VA to probe Atlanta hospital


VA to probe Atlanta hospital

Atlanta’s VA hospital and four other facilities in Georgia will be investigated for long wait times and possible records tampering to obscure the problem, the Department of Veterans Affairs said Monday.

The VA has been under fire in recent weeks over revelations that thousands of veterans waited as long as several months to be seen by doctors. An audit released by the agency Monday showed a mixed record at the Georgia sites, with new patients waiting weeks or months while established patients waited only a few days.

At the Atlanta VA, new patients waited an average of 64 days for primary care, 53 days for specialty care and 27 days for mental health care. Established patients waited an average of five days for primary care, four days for specialty care and two days for mental health care.

In addition to the Atlanta hospital, facilities flagged by the audit for further investigation include Savannah, Dublin, Augusta, and Smyrna/Austell.

Local vets welcomed the scrutiny of a system that they say has been letting them down for years.

“That’s not what we want or what Georgia veterans deserve,” said former Army nurse Lynne Rollins, state commander of the American Legion. “It certainly should be looked at.”

Anyone in the VA involved in manipulating records, she said, “needs to be weeded out.”

Based on staff responses to questionnaires, investigators will probe “scheduling and access management practices” at 112 facilities, including the five in Georgia. The audit does not make clear whether any evidence emerged of records tampering at the Georgia facilities. It does say they heard reports of such practices at a number of sites nationally.

Overall, 13 percent of scheduling staff said they were instructed to manipulate dates in the scheduling system to make the facility look better.

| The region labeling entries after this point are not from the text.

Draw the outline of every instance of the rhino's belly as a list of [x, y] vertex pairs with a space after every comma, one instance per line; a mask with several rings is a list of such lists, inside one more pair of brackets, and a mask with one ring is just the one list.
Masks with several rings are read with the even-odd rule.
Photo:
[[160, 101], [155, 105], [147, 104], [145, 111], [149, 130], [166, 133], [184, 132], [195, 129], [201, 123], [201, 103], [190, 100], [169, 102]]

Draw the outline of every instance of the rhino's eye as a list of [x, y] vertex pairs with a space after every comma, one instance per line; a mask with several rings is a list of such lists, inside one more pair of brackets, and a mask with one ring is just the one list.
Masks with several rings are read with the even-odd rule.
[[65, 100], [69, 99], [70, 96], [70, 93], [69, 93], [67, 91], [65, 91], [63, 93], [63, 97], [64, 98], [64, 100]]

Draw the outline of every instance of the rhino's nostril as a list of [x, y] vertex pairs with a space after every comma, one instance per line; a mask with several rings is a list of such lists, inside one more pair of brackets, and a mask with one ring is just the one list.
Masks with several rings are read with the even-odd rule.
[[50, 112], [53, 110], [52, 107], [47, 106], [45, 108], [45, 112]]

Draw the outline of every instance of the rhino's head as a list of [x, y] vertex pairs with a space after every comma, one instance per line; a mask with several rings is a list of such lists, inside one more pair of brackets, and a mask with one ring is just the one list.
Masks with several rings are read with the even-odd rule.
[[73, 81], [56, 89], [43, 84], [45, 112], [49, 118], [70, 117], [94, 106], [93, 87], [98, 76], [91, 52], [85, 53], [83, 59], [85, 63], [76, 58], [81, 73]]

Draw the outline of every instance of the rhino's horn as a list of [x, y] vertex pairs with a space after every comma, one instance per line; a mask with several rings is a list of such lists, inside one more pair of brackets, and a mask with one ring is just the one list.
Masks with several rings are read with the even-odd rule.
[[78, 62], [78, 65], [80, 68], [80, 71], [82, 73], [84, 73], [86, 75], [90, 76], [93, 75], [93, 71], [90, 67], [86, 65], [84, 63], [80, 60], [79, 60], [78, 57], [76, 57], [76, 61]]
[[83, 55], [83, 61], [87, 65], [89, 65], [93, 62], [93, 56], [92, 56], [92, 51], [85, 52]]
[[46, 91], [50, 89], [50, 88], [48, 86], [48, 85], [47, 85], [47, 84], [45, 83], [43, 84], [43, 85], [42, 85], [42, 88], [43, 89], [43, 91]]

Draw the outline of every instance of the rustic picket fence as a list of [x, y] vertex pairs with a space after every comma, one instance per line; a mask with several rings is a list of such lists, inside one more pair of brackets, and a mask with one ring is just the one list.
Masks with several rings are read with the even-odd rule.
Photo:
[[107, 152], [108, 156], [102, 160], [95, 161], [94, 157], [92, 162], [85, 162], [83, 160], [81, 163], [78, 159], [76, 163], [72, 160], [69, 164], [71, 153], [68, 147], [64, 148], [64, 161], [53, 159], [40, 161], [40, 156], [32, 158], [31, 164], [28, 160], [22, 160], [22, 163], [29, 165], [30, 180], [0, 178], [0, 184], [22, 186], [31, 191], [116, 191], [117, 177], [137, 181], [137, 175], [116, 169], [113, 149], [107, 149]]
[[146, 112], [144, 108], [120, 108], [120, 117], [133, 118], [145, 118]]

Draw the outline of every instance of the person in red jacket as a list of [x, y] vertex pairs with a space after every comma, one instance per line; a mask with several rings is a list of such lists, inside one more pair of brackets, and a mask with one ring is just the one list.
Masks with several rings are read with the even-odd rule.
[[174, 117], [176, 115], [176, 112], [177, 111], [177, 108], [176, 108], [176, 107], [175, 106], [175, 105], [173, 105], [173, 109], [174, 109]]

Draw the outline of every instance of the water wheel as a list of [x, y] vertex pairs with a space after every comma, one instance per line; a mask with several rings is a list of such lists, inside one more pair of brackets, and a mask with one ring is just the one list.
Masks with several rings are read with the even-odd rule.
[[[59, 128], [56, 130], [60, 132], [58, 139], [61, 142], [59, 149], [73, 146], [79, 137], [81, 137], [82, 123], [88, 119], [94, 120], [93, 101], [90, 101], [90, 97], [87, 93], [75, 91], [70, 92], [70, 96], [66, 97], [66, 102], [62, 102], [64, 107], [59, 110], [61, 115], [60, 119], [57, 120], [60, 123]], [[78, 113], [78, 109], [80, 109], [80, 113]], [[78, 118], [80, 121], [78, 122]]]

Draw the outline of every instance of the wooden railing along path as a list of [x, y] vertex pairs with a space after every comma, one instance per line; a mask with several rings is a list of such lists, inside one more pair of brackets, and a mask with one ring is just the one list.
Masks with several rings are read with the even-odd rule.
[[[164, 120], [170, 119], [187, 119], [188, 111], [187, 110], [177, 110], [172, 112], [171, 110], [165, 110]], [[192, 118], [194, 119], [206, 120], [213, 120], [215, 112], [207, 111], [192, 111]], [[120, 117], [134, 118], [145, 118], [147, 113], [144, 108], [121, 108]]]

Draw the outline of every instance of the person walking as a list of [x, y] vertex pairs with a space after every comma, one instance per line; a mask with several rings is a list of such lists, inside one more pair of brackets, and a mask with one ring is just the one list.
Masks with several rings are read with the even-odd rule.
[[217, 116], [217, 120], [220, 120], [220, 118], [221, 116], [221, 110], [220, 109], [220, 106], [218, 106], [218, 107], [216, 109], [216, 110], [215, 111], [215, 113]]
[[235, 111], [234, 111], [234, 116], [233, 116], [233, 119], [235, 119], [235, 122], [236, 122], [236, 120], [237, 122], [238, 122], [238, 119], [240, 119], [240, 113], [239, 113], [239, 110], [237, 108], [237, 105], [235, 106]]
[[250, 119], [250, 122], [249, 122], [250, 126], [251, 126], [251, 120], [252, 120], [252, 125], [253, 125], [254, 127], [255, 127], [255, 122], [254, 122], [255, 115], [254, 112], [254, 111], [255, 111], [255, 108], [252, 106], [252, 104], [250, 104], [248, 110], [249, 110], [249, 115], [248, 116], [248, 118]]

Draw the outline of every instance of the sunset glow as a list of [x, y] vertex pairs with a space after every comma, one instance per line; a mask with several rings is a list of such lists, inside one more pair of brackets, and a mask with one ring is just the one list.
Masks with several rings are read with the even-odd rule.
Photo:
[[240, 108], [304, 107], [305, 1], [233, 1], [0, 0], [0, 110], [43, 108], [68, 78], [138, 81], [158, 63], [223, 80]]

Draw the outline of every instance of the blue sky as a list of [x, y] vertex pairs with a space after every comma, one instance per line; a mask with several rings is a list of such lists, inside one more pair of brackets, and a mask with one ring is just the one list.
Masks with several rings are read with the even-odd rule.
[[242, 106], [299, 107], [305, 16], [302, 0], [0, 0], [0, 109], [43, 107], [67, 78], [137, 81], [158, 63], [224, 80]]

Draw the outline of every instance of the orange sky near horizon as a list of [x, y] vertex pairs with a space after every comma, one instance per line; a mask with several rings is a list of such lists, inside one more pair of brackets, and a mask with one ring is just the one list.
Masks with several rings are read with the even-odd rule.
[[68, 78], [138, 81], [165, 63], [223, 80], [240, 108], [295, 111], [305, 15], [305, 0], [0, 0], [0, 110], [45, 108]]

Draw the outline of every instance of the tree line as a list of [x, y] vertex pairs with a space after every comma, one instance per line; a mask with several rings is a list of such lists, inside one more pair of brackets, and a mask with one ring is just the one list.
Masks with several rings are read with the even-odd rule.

Eight percent said they didn’t enter some appointment requests in the official scheduling system at all.

Such practices are sufficiently pervasive to require (the) VA (to) re-examine its entire performance management system,” the audit said.

Nationally, the audit found more than 57,000 veterans who have waited 90 days or more for their first appointment. Over the past decade, 64,000 requested an appointment but were never seen. More than one-third of the hospitals and clinics covered by the audit were flagged for additional review.

Last month, as the scandal mushroomed, Eric Shinseki resigned as secretary of the embattled agency. No replacement has been named.

“We must work together to fix the unacceptable, systemic problems in accessing VA health care,” acting Secretary Sloan Gibson said Monday

According to the audit, VA administrators were caught between two opposing forces: a combination of tight budgets and inadequate staffs on one hand, and an ambitious target wait time of no more than 14 days on the other. Investigators found that some administrators responded to those pressures by instructing staff to manipulate the data to hide actual wait times.

On Monday, the VA eliminated the 14-day goal, saying it is unattainable due to increased demand and ineffective management. Demands on the nationwide health system have grown with the influx of returnees from the wars in Iraq and Afghanistan, combined with the aging of Baby Boom-era veterans.

Atlanta VA officials said Monday they had not been apprised of the reasons for the additional review. They have previously called current wait times unacceptable and vowed to do better.

“Atlanta’s leadership team welcomes the additional assessment to ensure that all veterans receive timely access to high quality care and to strengthen any areas that may need improvement,” facility spokesman Greg Kendall said in a statement.

Kendall also pointed to efforts under way to increase the number of available appointments, offer Saturday hours, and construct additional facilities around the metro area.

Veterans have long complained about wait times at the Atlanta VA, especially for psychiatric care. Problems in the hospital’s mental health services were thrown into sharp relief in recent years by the suicides of at least three veterans who had sought care there.

Monday, one disabled Vietnam veteran told The Atlanta Journal-Constitution he waited six months for an appointment to diagnose the cause of swelling in his legs. Eventually it was diagnosed as a blood clot, said the Atlanta vet, who asked to remain anonymous for fear of reprisal from the VA.

“I’m so pleased someone is stepping in now. We couldn’t get it done until somebody did,” he said.

He said he doesn’t know whether the VA doctored its records on patient wait times. “But look at their history. It’s highly probable,” he said.